Another important factor is the expression level of sensor proteins. The level of expression required for the detection varies between, experiments, For example, when a short-lived event (e.g., single action potential) needs to be observed a higher expression level could become necessary ¹⁹. Therefore, in most cases, the level required needs to be empirically determined. If the target exists in very low concentration in the cell, perturbation of the endogenous processes due to target depletion can become an issue ²⁰. An independent assay to assess such possibility, if available, is therefore desirable. In the experiments shown in this article, protein expression driven by CMV promoter was found to be sufficient. In situations where promoters with much weaker activities need to be used, adjustments to increase the signal intensities might become necessary. For example, compromise between the signal intensity and photo-bleaching during the exposure need to be reached.

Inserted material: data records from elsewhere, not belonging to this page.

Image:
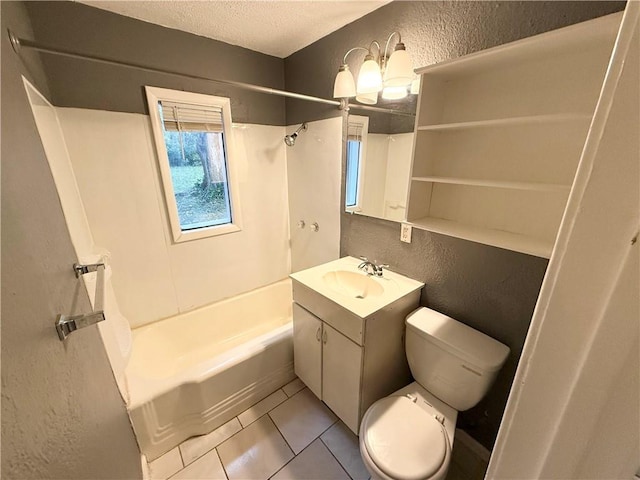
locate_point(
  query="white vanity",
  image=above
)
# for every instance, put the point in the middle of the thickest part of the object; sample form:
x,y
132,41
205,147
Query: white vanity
x,y
349,334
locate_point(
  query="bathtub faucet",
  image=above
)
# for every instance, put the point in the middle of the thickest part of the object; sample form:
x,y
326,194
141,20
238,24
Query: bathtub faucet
x,y
370,268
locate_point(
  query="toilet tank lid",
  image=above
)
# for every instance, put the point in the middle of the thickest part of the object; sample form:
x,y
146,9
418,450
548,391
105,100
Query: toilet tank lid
x,y
459,339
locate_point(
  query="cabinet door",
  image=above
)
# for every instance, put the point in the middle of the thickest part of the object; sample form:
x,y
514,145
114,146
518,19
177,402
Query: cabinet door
x,y
341,373
307,349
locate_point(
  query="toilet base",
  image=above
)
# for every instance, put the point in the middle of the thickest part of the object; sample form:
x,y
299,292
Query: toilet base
x,y
377,474
434,406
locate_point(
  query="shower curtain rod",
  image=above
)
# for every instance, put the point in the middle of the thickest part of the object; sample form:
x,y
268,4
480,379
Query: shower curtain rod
x,y
18,43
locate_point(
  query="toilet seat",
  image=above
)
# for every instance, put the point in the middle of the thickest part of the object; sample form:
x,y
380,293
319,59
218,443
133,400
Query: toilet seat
x,y
403,440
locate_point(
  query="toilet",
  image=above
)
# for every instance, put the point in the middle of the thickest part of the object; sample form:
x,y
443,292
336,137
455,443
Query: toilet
x,y
409,434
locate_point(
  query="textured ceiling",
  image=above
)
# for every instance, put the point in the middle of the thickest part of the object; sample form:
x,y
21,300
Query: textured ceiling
x,y
277,28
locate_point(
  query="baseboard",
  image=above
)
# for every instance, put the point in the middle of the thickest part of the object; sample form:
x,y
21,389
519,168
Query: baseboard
x,y
472,444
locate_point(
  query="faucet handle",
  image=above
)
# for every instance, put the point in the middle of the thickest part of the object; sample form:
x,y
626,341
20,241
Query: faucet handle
x,y
380,269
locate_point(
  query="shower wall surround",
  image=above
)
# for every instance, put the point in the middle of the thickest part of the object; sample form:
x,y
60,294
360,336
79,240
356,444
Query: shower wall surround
x,y
313,169
116,167
54,395
490,289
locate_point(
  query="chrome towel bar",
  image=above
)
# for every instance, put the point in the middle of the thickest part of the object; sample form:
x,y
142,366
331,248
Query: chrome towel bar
x,y
65,324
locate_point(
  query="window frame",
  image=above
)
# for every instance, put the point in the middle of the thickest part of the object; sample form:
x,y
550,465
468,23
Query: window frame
x,y
362,122
156,94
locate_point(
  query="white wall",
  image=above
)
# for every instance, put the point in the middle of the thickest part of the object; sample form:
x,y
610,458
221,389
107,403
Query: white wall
x,y
573,410
117,172
314,170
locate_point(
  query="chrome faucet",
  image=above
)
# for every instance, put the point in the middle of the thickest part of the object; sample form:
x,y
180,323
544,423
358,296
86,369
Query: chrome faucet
x,y
370,268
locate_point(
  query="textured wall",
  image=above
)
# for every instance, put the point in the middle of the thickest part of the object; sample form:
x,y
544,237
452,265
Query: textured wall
x,y
82,84
491,289
432,32
62,414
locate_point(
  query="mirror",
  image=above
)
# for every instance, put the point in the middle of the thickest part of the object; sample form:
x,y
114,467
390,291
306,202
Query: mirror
x,y
379,149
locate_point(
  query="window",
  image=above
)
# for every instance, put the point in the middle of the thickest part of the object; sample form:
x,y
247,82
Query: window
x,y
195,152
356,147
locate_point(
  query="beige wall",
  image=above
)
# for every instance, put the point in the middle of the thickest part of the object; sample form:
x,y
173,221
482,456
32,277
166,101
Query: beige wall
x,y
62,415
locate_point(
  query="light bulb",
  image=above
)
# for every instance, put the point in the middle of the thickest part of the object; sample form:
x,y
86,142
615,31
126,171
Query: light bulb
x,y
394,93
367,98
399,71
344,86
369,78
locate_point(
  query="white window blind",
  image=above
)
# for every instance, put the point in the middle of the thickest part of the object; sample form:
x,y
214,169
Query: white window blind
x,y
189,118
355,132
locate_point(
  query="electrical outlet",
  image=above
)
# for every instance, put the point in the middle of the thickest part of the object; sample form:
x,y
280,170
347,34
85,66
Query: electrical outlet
x,y
405,232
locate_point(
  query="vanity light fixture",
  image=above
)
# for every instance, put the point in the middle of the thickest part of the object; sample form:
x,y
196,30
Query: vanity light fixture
x,y
392,74
394,93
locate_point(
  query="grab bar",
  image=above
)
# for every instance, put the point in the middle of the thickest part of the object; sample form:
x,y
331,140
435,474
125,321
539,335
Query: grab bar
x,y
65,324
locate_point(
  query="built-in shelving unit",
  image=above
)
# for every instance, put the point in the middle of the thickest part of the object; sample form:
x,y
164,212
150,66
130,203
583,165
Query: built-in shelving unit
x,y
499,135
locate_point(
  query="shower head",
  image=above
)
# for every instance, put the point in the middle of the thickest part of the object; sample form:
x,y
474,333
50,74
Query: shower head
x,y
290,140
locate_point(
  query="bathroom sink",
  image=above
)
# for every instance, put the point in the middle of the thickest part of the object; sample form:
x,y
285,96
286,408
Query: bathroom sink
x,y
352,284
341,282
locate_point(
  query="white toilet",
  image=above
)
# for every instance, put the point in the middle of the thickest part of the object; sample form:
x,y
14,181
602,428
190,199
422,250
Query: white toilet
x,y
409,434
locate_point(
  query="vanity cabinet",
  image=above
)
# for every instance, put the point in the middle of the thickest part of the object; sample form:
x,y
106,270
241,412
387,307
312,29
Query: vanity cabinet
x,y
499,134
328,363
349,360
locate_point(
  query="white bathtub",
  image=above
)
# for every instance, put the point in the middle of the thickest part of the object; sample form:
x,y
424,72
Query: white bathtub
x,y
191,373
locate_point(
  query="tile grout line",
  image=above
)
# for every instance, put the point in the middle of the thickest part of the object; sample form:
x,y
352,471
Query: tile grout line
x,y
283,437
242,427
226,474
181,457
331,453
216,445
294,455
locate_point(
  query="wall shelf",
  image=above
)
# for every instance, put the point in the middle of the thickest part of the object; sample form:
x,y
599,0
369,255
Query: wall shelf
x,y
533,186
512,121
487,236
499,135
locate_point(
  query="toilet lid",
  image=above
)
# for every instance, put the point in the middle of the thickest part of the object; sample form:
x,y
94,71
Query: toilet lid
x,y
403,440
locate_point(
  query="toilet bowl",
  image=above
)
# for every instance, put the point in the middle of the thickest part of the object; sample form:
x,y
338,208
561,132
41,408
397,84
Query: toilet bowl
x,y
398,430
409,434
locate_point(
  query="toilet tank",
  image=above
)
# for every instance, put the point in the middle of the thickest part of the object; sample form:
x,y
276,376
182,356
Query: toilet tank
x,y
453,361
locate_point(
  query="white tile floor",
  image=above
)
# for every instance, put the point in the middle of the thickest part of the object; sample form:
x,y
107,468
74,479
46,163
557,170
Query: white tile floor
x,y
290,435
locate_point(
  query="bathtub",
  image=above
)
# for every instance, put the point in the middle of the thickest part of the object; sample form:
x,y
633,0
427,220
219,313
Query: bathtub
x,y
191,373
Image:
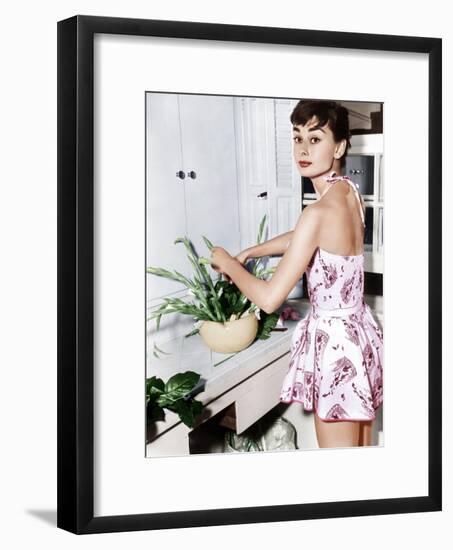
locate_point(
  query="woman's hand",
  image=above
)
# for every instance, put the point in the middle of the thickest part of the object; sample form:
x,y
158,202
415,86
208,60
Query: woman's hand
x,y
242,257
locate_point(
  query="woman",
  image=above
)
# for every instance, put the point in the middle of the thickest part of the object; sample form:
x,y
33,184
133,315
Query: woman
x,y
337,350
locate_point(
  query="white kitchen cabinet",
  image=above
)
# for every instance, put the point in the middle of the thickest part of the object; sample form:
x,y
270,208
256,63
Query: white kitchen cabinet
x,y
191,182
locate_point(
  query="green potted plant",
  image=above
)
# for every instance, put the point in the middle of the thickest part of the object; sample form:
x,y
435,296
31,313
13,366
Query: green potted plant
x,y
226,320
174,395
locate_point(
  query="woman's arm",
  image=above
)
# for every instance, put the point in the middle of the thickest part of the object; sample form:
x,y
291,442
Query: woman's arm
x,y
269,295
273,247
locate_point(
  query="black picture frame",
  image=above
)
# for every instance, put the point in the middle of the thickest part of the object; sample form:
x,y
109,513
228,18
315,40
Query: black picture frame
x,y
75,274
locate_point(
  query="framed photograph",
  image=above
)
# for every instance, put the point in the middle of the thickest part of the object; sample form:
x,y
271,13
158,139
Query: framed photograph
x,y
221,354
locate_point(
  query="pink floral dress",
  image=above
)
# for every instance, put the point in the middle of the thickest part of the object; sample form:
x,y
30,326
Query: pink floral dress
x,y
336,359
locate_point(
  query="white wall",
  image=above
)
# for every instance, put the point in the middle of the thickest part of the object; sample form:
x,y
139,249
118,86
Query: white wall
x,y
28,285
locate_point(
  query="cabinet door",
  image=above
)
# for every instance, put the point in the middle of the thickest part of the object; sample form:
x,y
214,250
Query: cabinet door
x,y
165,203
208,149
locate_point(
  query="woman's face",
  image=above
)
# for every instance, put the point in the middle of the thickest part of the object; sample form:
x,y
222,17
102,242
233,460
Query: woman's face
x,y
315,149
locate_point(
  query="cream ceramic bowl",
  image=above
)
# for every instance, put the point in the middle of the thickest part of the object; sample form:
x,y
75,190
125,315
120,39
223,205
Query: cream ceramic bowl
x,y
229,337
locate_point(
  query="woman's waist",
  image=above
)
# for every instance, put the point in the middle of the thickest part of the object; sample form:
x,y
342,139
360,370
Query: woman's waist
x,y
341,311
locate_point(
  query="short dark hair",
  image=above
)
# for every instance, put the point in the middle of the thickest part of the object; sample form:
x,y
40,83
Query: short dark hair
x,y
330,112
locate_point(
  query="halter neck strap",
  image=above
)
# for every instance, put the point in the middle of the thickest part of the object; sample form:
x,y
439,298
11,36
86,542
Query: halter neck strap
x,y
333,178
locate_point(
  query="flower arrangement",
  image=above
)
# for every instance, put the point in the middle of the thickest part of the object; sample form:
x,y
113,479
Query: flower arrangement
x,y
213,300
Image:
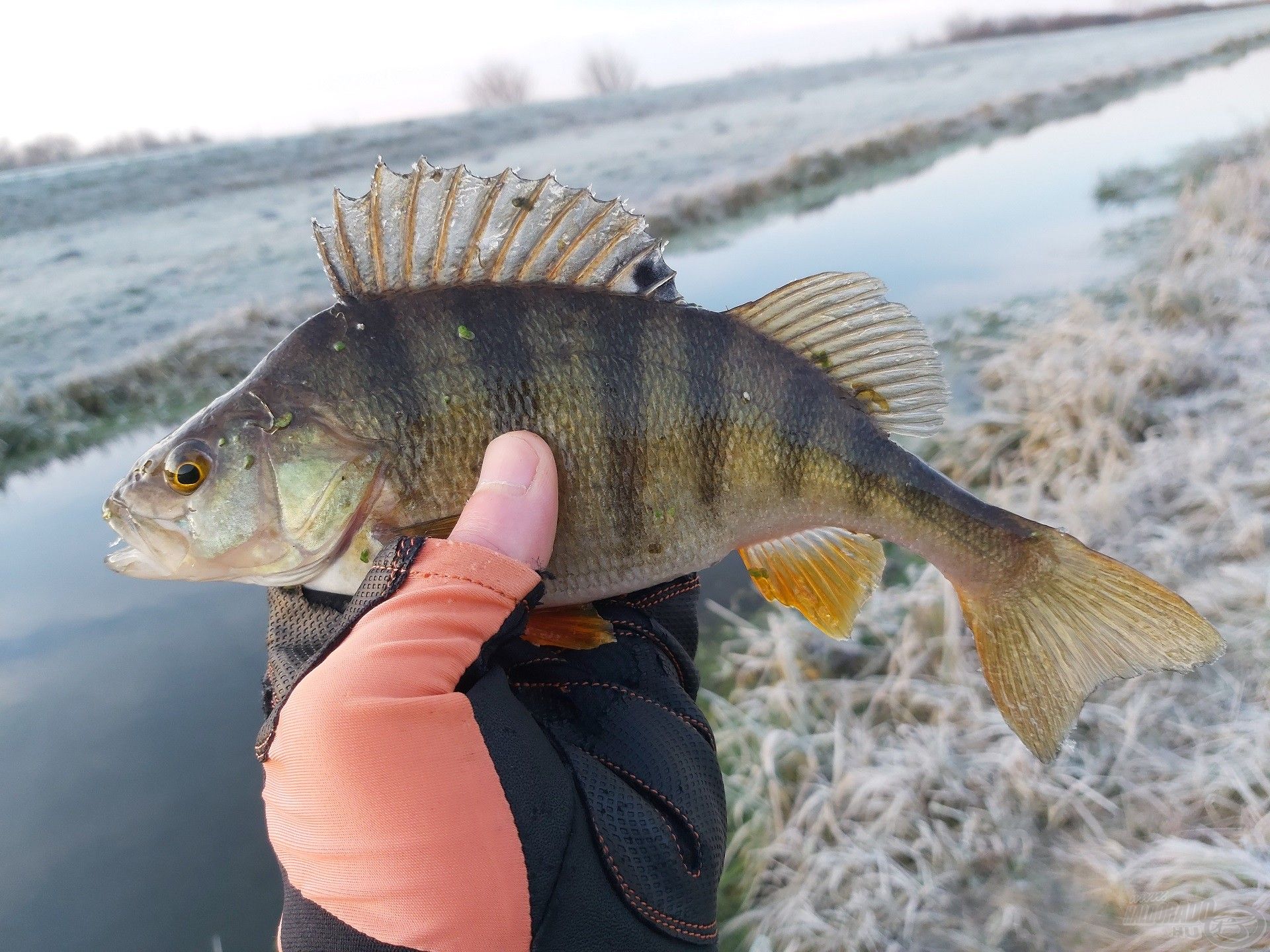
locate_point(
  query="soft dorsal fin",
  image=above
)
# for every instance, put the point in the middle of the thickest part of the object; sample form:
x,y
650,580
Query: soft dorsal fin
x,y
870,346
827,574
439,227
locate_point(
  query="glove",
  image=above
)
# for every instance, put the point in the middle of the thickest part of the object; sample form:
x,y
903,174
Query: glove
x,y
435,782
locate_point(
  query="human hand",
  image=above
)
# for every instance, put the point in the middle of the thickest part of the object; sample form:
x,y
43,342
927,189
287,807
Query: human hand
x,y
382,804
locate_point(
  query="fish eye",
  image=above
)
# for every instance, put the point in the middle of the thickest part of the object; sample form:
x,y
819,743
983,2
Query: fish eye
x,y
186,469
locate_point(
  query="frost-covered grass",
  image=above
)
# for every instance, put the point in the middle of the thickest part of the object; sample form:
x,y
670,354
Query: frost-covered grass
x,y
149,385
98,258
878,800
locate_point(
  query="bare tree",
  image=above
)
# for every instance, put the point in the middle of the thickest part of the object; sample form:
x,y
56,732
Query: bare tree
x,y
498,84
50,149
609,71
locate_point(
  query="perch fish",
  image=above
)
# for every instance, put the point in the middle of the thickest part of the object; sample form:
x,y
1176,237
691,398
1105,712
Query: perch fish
x,y
469,306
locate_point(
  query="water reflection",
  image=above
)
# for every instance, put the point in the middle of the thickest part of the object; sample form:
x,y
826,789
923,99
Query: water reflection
x,y
992,222
130,814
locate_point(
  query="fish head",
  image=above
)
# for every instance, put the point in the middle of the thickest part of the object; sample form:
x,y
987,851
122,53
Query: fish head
x,y
245,493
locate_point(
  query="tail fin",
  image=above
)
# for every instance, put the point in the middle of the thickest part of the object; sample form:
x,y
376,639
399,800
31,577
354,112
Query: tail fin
x,y
1076,619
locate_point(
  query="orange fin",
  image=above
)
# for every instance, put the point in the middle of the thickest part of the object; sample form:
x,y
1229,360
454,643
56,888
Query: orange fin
x,y
827,574
568,626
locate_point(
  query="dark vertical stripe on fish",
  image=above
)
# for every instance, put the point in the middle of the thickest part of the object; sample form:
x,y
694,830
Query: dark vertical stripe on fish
x,y
792,433
712,342
621,399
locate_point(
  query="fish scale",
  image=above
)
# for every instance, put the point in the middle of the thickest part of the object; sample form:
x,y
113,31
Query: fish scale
x,y
468,307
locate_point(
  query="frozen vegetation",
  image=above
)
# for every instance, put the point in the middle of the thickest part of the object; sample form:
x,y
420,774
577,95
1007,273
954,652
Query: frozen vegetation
x,y
110,264
878,800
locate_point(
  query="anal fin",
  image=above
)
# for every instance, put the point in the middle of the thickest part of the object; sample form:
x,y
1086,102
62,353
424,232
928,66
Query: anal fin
x,y
826,573
578,627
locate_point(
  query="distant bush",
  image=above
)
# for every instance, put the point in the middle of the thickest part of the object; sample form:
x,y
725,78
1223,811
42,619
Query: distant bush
x,y
60,149
498,84
964,28
609,71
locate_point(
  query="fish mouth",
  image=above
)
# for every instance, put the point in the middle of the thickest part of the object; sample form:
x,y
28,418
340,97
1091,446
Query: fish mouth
x,y
138,557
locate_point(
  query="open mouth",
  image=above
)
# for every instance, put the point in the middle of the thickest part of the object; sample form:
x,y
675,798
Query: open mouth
x,y
132,557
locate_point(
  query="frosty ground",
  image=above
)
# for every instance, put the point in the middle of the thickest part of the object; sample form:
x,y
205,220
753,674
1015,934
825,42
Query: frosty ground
x,y
103,258
878,800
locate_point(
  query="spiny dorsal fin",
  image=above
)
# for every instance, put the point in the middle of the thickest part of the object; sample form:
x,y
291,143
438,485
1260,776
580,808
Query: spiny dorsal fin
x,y
827,574
439,227
873,347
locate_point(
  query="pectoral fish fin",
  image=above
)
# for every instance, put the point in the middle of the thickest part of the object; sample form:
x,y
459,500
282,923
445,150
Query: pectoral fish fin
x,y
433,528
440,227
874,348
579,627
827,574
1076,619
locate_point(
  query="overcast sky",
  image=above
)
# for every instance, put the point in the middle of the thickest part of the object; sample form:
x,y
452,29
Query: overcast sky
x,y
245,67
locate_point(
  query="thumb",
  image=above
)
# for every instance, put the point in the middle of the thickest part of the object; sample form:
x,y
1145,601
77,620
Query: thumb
x,y
513,507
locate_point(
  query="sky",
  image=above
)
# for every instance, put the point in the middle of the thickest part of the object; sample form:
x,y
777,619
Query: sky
x,y
249,67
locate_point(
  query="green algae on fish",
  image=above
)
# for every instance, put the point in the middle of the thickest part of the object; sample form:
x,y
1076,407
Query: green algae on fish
x,y
681,434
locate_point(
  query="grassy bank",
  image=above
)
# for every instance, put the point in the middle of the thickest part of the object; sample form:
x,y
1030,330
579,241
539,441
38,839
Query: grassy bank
x,y
879,803
159,385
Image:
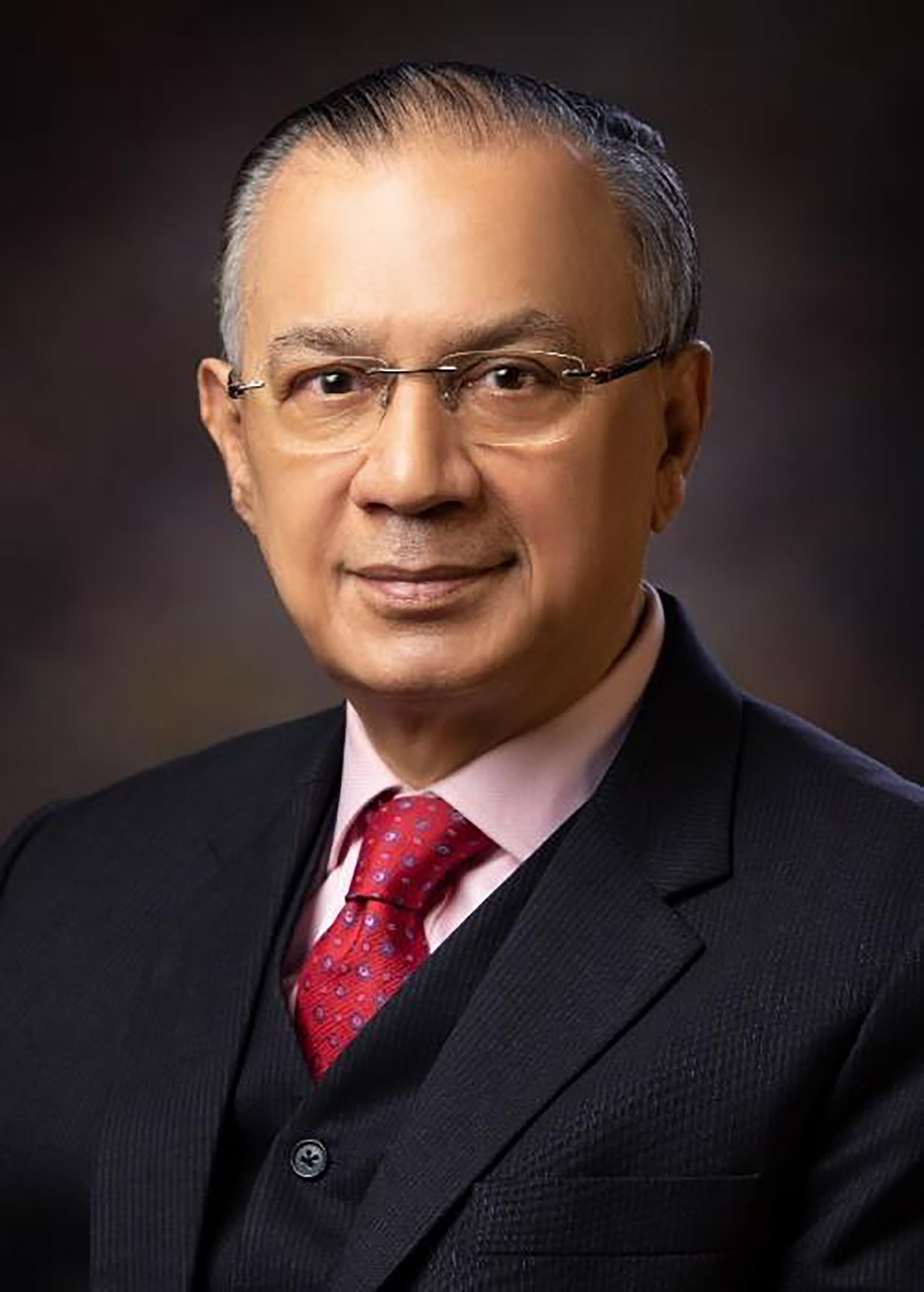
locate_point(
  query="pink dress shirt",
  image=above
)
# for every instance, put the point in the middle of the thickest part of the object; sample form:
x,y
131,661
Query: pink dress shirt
x,y
518,793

In addition to longer exposure time, factors as such as the brightness of the fluorophores, maximal intensity change of the sensor, binning, and the sensitivities of CCD camera can be changed to enhance the signal intensity.

When no ratio change is observed under the experimental condition even though the above two criteria are likely to be met, it is possible that the cellular homeostasis for the given metabolite or ion is strong enough to mask the transport activity (see the result section). In such cases, cell lines with different biochemical activities might be required as a background to detect the transporter activities ^10,21.

While these sensors allow one to monitor concentration dynamics of the substrate at much higher spatiotemporal resolution than extraction-based methods, determination of absolute concentration requires further experimental steps and considerations. Usually, substrate concentration is calculated on the assumption that the sensor’s affinity, usually calculated by titrating purified sensor protein, is unchanged when expressed in the cell. The concentration is calculated using the following single binding isotherm,

[S] = K_d x (r – r _min) / (r _max - r)

[S] is the substrate concentration, K_d is the dissociation constant determined in vitro, r is the acceptor/donor ratio observed at a given timepoint,  r _min is the acceptor/donor ratio when sensors are in the apo form, and r _max is the acceptor/donor ratio when all sensors are bound to the substrate. R _min and r _max are influenced by parameters such as the concentration of sensors, imaging settings used and the composition of the cellular milleu, and hence need to be measured in situ. To determine r _min and r _max values, experimental conditions that allows modification of intracellular substrate concentration becomes necessary. For example, selective ionophores (e.g., ionomycin for Ca²⁺) ²² or a perforating reagent such as digitonin ²³ can be used to equilibrate intracellular substrate concentration with the external concentration.

One of the limitations in the type of experiments demonstrated in this protocol is the low throughput; the analysis is limited at analyzing one metabolite in a relatively small (<10) number of cells. Technological advances are being made, however, to overcome such limitations. For example, with the advance in automated, high-content screening, it is now possible to use genetically encoded sensors in combinations with small molecule or RNAi library; cells expressing a biosensor can be grown in a high-throughput format (e.g., 96- or 384-well), then individual wells can be treated with either siRNA or chemicals and imaged. Such experiments allow identification of siRNA constructs or chemicals that disrupt the biological process that can be observed by the biosensor ^{24 25}. Another exciting recent advance includes the development of a time-resolved microfluidic flow cytometer, which allows high-throughput detection of FRET efficiency change at a cellular level ²⁶. Such technical advances will aid discoveries of new drug candidates and new components in biological processes.